Suppose that a number of people equal to 20% of the population of geniuses are hired thus freeing up 20% of the work hours of the high achievers. Let us also assume that the egalitarian salary structure is extended to the newcomers. Let us additionally assume that in some sense the productivity of the high achievers when pursuing tasks that properly utilize their skills is four times greater than the productivity of the newcomers pursuing their low skill tasks. A simple calculation then shows incomes will rise by 50% as a result of this new work arrangement. Now if you believe that having a relatively rare, highly demanded economic talent is a form of virtue and that the only proper reward of virtue is excess economic consumption relative to people with less virture (i.e. more common talents) then such a system will not appeal to you, but the claim that paying people well to do humble, but necessary work will inevitably bankrupt society is incorrect.

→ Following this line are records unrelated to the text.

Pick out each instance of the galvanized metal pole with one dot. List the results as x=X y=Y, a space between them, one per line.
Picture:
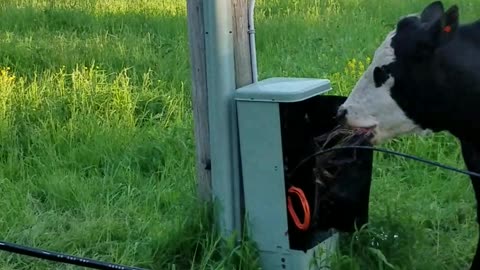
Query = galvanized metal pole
x=226 y=180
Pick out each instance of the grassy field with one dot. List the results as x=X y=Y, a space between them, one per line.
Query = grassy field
x=97 y=150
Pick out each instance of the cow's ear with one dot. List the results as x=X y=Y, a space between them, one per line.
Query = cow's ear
x=432 y=13
x=449 y=22
x=442 y=30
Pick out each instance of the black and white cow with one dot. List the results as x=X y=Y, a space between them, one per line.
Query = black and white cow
x=425 y=77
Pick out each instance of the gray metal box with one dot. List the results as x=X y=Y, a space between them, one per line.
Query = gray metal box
x=262 y=161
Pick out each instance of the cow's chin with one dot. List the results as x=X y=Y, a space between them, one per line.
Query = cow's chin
x=381 y=136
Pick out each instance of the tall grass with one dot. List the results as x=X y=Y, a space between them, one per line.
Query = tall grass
x=96 y=138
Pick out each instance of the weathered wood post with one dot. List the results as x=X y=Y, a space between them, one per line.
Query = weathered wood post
x=220 y=60
x=196 y=32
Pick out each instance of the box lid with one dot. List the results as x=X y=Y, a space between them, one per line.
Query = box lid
x=283 y=89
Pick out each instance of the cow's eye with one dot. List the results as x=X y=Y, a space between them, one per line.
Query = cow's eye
x=380 y=76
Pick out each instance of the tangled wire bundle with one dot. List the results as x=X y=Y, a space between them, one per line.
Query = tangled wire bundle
x=326 y=169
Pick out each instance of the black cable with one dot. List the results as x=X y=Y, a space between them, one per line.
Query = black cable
x=63 y=258
x=391 y=152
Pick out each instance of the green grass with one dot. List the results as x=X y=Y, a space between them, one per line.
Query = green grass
x=97 y=150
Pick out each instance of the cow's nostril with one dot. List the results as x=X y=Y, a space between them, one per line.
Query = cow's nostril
x=341 y=113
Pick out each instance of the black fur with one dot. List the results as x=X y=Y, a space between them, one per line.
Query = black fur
x=437 y=80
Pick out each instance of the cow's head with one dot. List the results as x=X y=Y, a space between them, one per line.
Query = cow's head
x=382 y=99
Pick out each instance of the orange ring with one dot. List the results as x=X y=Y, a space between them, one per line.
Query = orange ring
x=306 y=209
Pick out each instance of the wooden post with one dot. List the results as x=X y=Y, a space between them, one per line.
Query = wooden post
x=211 y=77
x=243 y=65
x=200 y=97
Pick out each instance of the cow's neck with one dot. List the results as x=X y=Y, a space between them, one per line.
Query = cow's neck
x=448 y=90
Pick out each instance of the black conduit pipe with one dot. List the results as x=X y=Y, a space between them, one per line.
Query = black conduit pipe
x=61 y=258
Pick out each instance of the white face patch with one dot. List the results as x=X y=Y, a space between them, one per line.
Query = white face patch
x=368 y=105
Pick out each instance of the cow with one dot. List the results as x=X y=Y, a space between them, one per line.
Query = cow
x=424 y=78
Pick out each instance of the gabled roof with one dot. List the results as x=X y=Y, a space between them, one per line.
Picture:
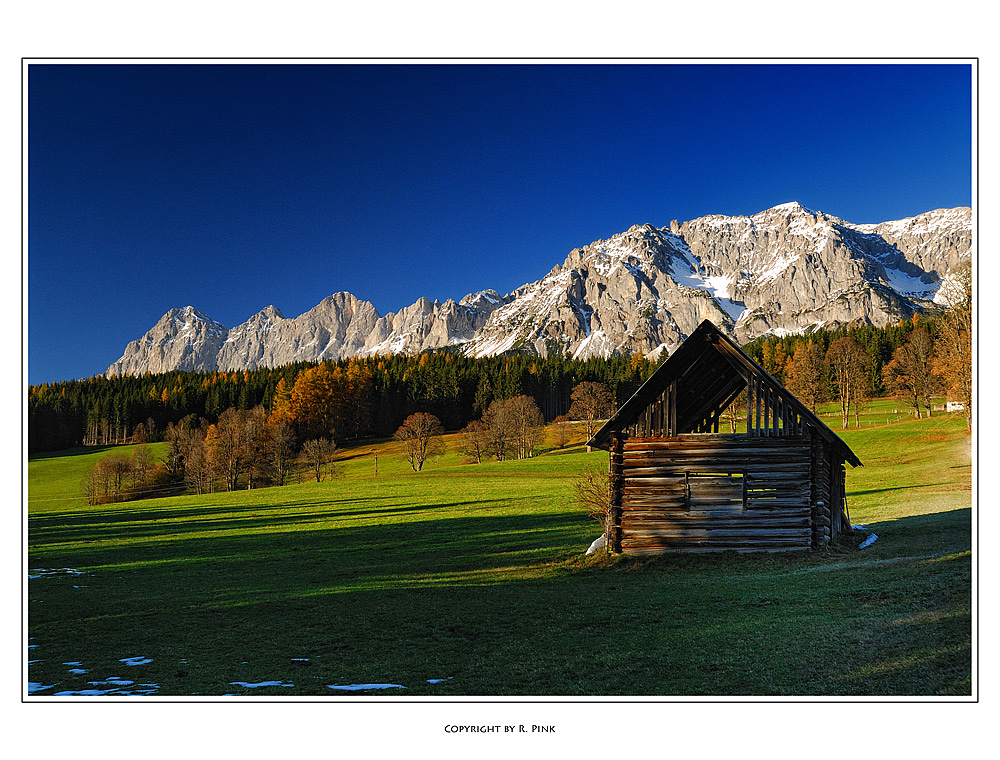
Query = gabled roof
x=719 y=369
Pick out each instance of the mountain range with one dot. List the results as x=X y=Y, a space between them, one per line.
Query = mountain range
x=784 y=270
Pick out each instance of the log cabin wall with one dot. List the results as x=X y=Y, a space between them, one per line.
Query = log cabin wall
x=698 y=492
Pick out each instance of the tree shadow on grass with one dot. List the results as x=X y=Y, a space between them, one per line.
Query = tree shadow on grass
x=492 y=602
x=127 y=525
x=895 y=488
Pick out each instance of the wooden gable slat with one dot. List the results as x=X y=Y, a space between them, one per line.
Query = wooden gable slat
x=706 y=340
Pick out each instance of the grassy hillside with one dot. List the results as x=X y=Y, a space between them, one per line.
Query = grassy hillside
x=475 y=575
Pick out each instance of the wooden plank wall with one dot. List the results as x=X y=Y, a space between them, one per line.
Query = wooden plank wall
x=822 y=492
x=658 y=512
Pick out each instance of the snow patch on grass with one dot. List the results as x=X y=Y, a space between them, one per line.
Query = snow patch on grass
x=365 y=686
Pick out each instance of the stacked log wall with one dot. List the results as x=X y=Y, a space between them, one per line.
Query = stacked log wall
x=715 y=493
x=822 y=492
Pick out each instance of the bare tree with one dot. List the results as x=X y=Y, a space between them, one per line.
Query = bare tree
x=592 y=491
x=910 y=374
x=501 y=429
x=420 y=435
x=736 y=411
x=199 y=465
x=591 y=402
x=257 y=439
x=847 y=363
x=527 y=423
x=282 y=449
x=953 y=346
x=562 y=428
x=141 y=464
x=318 y=454
x=474 y=440
x=804 y=374
x=230 y=446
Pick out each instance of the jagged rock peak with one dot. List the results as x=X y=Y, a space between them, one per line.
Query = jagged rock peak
x=782 y=270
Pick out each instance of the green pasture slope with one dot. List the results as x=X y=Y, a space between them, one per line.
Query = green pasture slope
x=475 y=574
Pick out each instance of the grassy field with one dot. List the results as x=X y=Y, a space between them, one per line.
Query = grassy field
x=471 y=580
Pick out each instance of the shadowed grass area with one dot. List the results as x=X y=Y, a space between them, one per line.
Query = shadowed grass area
x=476 y=574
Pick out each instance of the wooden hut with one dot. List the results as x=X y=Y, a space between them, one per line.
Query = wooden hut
x=679 y=484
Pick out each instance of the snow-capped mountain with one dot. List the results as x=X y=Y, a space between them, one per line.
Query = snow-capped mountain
x=787 y=269
x=183 y=339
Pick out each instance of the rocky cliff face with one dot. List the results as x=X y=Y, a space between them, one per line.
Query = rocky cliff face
x=183 y=339
x=786 y=269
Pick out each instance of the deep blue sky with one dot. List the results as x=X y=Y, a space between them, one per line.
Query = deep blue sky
x=231 y=187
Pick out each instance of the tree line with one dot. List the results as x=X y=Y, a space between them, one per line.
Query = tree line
x=373 y=396
x=358 y=398
x=914 y=360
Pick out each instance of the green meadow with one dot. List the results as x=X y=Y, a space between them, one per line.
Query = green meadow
x=470 y=579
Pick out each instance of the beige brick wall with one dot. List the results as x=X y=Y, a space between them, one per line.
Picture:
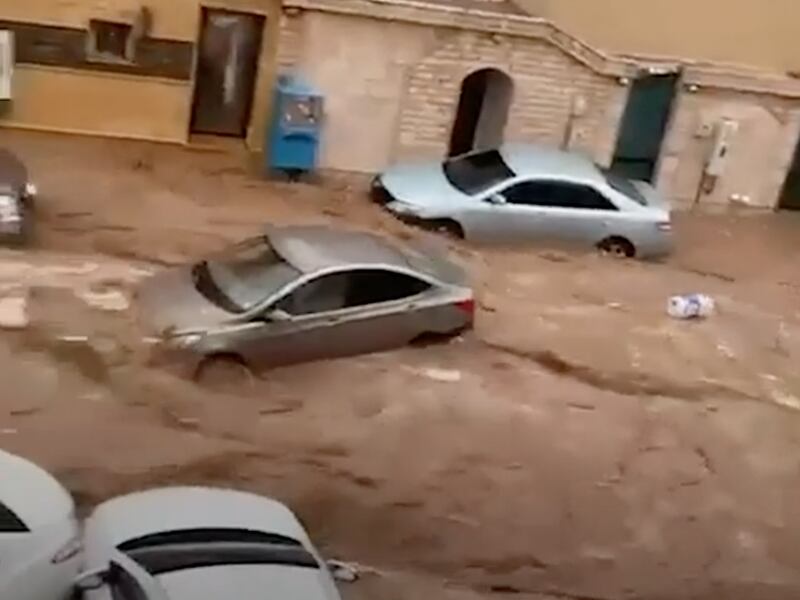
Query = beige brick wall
x=547 y=83
x=759 y=155
x=290 y=40
x=392 y=88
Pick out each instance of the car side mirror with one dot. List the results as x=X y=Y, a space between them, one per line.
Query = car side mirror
x=497 y=199
x=277 y=315
x=343 y=572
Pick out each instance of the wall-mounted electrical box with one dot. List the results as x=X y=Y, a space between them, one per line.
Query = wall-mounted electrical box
x=6 y=63
x=724 y=133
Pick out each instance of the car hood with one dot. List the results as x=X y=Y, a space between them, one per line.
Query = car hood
x=169 y=301
x=422 y=184
x=249 y=582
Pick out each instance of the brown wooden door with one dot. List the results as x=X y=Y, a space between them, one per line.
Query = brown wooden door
x=227 y=61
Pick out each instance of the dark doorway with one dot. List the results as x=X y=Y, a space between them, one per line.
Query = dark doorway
x=644 y=125
x=482 y=111
x=227 y=61
x=790 y=195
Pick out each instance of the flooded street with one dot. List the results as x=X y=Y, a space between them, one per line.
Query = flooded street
x=578 y=444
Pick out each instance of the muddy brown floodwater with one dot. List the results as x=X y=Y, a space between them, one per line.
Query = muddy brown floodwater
x=577 y=444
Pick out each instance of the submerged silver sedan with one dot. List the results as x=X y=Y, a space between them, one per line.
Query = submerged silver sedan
x=198 y=543
x=301 y=293
x=523 y=193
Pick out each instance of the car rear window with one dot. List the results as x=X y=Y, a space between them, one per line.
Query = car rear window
x=194 y=536
x=624 y=186
x=169 y=551
x=477 y=172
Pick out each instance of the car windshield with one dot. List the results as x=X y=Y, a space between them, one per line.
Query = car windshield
x=170 y=551
x=476 y=172
x=623 y=185
x=240 y=278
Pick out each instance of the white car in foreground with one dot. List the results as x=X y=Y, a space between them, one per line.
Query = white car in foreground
x=197 y=543
x=40 y=548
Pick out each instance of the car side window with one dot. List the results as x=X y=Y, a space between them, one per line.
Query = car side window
x=532 y=193
x=351 y=289
x=10 y=522
x=557 y=195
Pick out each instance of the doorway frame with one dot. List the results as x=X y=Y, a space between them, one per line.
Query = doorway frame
x=675 y=103
x=202 y=9
x=509 y=81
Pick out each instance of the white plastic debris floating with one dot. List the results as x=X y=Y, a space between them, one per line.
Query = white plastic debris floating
x=690 y=306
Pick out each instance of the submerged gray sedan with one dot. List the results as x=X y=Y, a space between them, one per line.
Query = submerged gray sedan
x=300 y=293
x=199 y=543
x=523 y=193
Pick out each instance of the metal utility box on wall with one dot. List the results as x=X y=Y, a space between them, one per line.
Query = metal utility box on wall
x=6 y=63
x=294 y=133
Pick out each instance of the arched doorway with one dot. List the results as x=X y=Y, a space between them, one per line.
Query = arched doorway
x=482 y=111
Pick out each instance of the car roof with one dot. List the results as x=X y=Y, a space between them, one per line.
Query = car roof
x=181 y=508
x=249 y=582
x=532 y=160
x=312 y=248
x=33 y=494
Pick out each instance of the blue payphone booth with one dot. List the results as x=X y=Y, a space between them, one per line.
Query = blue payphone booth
x=293 y=138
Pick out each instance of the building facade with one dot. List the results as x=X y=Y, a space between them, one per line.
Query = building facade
x=146 y=70
x=407 y=79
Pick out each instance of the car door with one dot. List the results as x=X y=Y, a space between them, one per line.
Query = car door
x=340 y=314
x=123 y=580
x=579 y=214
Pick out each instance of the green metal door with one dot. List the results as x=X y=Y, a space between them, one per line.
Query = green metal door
x=790 y=196
x=644 y=125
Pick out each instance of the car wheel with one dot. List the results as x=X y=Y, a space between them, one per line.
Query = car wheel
x=223 y=373
x=617 y=247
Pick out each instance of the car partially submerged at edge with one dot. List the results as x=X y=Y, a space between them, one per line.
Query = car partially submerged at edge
x=525 y=193
x=40 y=546
x=200 y=543
x=301 y=293
x=17 y=194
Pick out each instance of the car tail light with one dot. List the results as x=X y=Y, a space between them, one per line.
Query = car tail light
x=468 y=306
x=69 y=550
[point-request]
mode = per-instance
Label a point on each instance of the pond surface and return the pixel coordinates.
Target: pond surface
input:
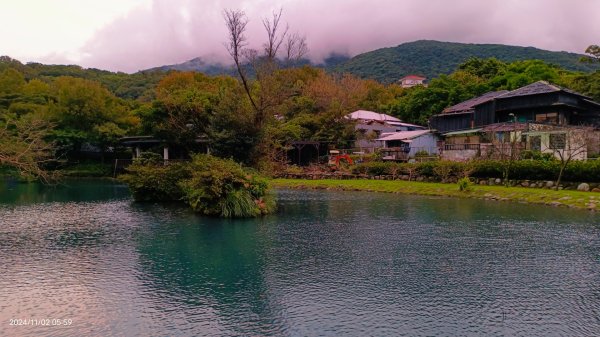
(329, 263)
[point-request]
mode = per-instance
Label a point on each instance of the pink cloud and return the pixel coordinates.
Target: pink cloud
(173, 31)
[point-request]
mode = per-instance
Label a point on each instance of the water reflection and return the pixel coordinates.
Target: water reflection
(328, 263)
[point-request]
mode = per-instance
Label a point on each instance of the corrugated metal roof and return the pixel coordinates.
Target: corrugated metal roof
(403, 135)
(463, 132)
(539, 87)
(504, 127)
(413, 77)
(373, 116)
(469, 104)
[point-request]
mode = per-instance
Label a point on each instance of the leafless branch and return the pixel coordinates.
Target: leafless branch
(236, 22)
(274, 39)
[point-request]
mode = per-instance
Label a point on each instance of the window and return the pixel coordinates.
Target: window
(558, 141)
(550, 117)
(535, 143)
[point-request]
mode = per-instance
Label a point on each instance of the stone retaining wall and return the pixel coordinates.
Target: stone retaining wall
(593, 187)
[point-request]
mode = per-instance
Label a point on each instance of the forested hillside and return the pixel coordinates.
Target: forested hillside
(432, 58)
(51, 115)
(129, 86)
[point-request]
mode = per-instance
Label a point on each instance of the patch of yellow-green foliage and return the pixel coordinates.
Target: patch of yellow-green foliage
(574, 199)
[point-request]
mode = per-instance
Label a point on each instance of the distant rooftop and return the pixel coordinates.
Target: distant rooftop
(372, 116)
(403, 135)
(469, 104)
(413, 77)
(539, 87)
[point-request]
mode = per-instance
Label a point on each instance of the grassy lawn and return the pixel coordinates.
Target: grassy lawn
(575, 199)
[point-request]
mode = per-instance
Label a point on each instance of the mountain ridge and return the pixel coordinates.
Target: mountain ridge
(429, 58)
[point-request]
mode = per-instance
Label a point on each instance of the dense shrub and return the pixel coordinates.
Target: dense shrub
(149, 181)
(222, 187)
(209, 185)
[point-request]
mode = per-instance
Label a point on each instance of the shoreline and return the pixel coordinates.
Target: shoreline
(562, 198)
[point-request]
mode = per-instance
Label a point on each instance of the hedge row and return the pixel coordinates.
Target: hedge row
(576, 171)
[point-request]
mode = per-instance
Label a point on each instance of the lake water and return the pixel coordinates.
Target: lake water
(328, 263)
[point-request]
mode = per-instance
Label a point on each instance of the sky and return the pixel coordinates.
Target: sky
(132, 35)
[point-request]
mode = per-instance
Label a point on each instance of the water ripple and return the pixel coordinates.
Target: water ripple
(328, 263)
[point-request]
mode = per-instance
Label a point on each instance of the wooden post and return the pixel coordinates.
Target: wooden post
(165, 155)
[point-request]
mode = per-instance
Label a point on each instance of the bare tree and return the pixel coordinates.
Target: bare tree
(236, 22)
(263, 64)
(22, 146)
(274, 38)
(570, 144)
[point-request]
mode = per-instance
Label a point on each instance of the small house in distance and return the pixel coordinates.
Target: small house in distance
(408, 144)
(540, 117)
(411, 80)
(370, 126)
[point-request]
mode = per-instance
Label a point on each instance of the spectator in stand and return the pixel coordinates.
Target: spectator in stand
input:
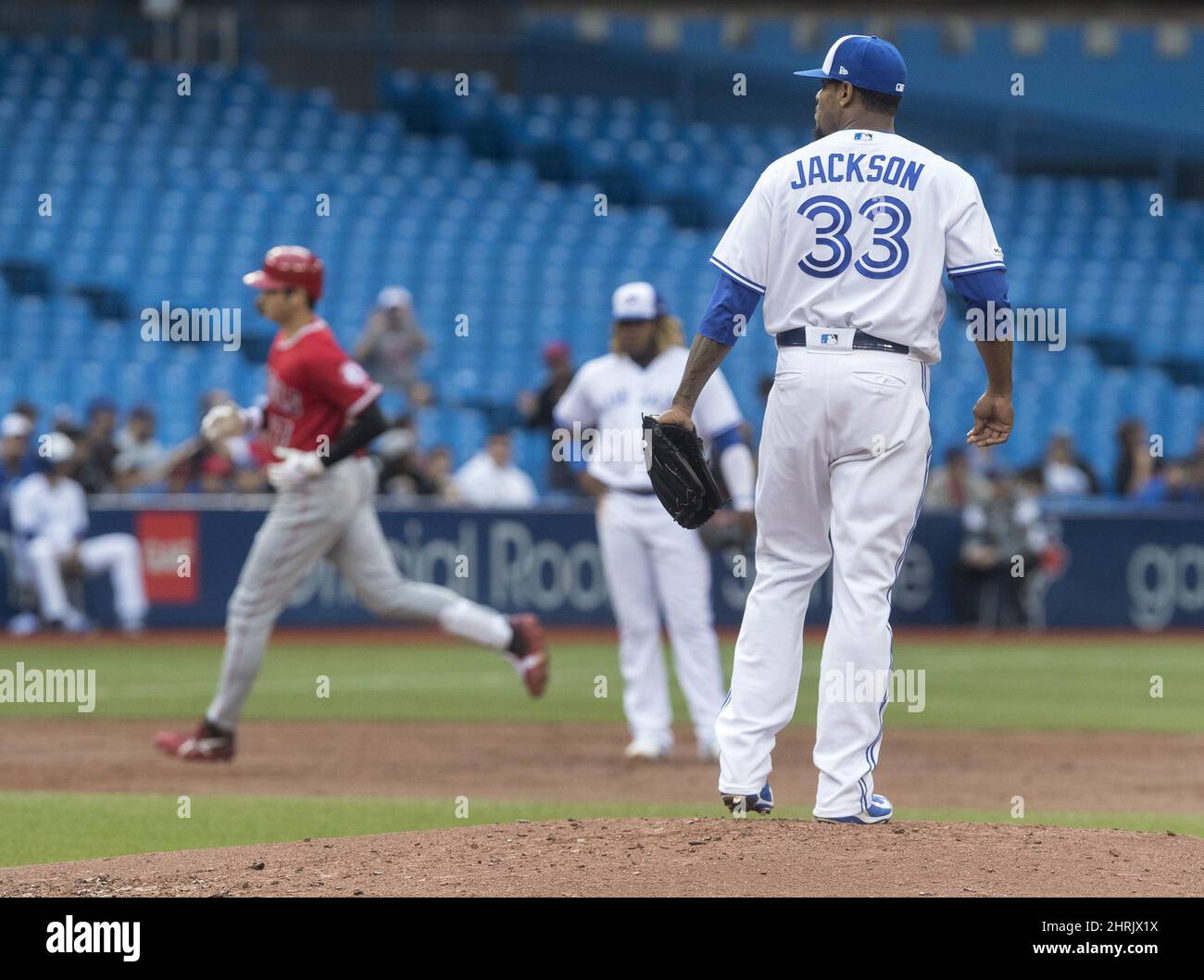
(16, 459)
(954, 485)
(401, 471)
(392, 344)
(49, 519)
(1003, 542)
(140, 455)
(536, 410)
(440, 473)
(96, 450)
(492, 479)
(1063, 473)
(1135, 464)
(1174, 482)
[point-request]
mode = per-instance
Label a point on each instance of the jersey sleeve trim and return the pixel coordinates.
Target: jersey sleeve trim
(365, 400)
(737, 276)
(964, 270)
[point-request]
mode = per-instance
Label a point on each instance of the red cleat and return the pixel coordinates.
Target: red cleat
(206, 744)
(529, 653)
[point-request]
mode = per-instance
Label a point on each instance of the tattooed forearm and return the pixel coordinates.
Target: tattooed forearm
(705, 357)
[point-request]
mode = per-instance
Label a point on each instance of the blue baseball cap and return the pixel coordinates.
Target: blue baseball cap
(865, 61)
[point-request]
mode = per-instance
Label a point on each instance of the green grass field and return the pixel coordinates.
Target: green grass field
(979, 684)
(1031, 684)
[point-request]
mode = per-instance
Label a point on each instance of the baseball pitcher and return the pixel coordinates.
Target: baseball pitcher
(320, 414)
(847, 240)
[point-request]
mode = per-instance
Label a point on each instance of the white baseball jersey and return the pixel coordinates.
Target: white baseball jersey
(854, 230)
(610, 394)
(56, 512)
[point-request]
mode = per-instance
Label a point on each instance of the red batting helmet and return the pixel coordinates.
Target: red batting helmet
(288, 266)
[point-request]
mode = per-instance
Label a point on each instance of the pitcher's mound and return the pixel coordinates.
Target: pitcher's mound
(754, 856)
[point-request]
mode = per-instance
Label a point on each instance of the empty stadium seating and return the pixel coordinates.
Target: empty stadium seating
(484, 206)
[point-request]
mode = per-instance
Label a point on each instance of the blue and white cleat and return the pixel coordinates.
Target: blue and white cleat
(739, 804)
(879, 811)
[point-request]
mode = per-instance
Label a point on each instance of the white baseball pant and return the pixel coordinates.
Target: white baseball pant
(119, 554)
(843, 464)
(330, 517)
(657, 569)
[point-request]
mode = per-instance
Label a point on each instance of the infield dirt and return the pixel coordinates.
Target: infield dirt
(984, 770)
(755, 856)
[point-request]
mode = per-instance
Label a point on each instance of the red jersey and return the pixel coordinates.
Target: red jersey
(312, 388)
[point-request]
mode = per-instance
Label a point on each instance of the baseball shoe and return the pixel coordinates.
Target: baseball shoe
(879, 811)
(646, 750)
(530, 653)
(761, 803)
(208, 743)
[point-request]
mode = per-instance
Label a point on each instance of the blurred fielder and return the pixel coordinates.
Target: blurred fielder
(49, 519)
(654, 567)
(320, 414)
(847, 240)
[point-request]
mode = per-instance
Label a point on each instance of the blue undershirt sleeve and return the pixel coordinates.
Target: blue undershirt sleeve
(730, 309)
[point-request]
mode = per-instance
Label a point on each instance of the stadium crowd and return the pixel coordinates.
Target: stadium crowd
(123, 454)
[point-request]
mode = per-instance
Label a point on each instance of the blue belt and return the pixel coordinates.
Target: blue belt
(861, 341)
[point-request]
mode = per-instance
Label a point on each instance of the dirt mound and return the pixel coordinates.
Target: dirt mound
(658, 858)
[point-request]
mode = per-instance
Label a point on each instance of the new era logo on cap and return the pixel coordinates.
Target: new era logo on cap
(866, 61)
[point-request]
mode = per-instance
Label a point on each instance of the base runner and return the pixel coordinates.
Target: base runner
(320, 413)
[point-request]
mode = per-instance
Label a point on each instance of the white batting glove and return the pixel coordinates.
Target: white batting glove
(294, 470)
(221, 421)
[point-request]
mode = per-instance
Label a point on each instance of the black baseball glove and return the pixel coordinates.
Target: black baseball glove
(681, 477)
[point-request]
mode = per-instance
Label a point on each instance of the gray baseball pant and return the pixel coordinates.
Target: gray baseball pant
(330, 517)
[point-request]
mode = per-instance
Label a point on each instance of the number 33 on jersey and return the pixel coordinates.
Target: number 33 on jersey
(855, 230)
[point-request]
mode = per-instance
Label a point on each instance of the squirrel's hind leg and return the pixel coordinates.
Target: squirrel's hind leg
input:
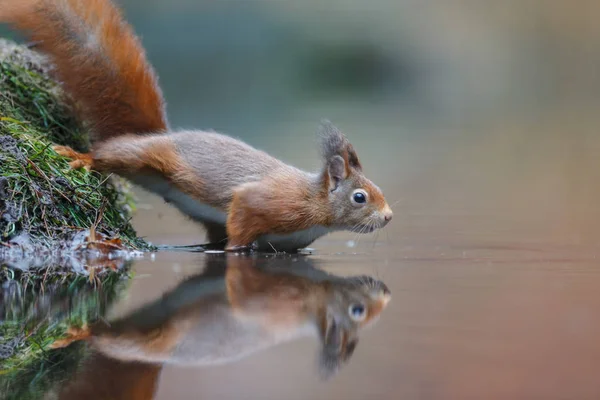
(79, 160)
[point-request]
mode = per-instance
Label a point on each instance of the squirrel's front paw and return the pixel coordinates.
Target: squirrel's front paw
(79, 160)
(241, 248)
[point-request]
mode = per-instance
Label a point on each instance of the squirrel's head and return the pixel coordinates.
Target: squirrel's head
(357, 203)
(353, 304)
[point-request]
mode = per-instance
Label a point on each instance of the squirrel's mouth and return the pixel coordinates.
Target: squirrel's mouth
(364, 228)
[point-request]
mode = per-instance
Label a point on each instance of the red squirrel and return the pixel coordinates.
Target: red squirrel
(242, 196)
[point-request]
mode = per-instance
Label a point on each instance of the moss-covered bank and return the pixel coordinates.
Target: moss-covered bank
(44, 205)
(40, 195)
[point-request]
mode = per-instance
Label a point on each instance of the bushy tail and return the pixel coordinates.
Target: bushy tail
(99, 62)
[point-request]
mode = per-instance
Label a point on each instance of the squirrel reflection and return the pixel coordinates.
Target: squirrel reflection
(236, 307)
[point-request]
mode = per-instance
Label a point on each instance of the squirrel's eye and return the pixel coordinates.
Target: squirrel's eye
(357, 312)
(359, 196)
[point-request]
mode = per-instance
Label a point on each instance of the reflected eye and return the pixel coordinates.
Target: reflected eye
(357, 312)
(359, 196)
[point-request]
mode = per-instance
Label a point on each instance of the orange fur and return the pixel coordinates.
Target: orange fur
(98, 59)
(260, 209)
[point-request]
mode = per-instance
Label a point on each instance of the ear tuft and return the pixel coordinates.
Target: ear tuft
(333, 142)
(336, 169)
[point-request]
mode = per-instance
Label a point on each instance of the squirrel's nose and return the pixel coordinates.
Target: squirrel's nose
(387, 214)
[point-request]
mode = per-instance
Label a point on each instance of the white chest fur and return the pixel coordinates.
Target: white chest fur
(205, 213)
(184, 202)
(293, 241)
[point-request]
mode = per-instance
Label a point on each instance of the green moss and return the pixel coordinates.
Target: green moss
(44, 200)
(39, 193)
(33, 320)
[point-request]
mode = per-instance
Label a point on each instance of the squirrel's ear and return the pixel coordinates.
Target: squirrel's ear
(336, 170)
(334, 142)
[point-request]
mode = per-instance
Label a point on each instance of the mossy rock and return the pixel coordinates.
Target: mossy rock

They key word here is ‘necessary’.  In a world in which people who pound nails and pick fruit were paid good salaries, no one would live in a thirty room mansion on ten acres of land tended by professional gardeners. Certain kinds of economic excess which are enabled only by large income differentials would disappear from the face of the earth, but the truly necessary and valuable work would still get done. 
 
Of course one can imagine practical problems with an egalitarian income scheme even if status loving human being could be induced to put up with it. For one thing suppose that a job required a number of years of specialized training. If this training was paid for by the student it would put him or her at a significant economic disadvantage relative to people working in careers requiring less education. In order to over come this disincentive  to train for high skill jobs, public funding of education would be required. People training for high skill jobs would receive full salary and full credit toward retirement in the social security system. If the trainees flunked out of the training program or never worked in the profession for which they were trained then attachment of future wages and/or reduction of social security credits could be pursued as a method of recovering costs.   
 
I believe that a potential efficiency advantage exists for such a system of egalitarian income distribution. If all successful production enterprises pay their employees approximately equal salaries, then people will be inclined to go into whatever profession they most love. Any job that you can do well and that provides a product or service that society needs can produce financial success, so why not do what you most care about and enjoy? Surely people who care about and enjoy their work will be more productive than people who are alienated from their work in the rat race of eternal growth. Of course in the system I am envisioning success is not guaranteed in any profession. If fruit pickers are well paid then only those who are the most productive will be hired. I can guarantee that no one would hire me for such a job under the circumstances I am describing. 
 
If human beings must compete for status in a hierarchy of achievement, let the symbols of that status be something other than the right to consume ever increasing amounts of economic output. The destructiveness of this economic paradigm becomes more evident every day, and yet the forms of private finance capitalism continue to present themselves to our imagination as the inevitable, unassailable superstructure of human society which does not need to be defended because it can not be questioned. We must find a new economic paradigm or be swept into chaos.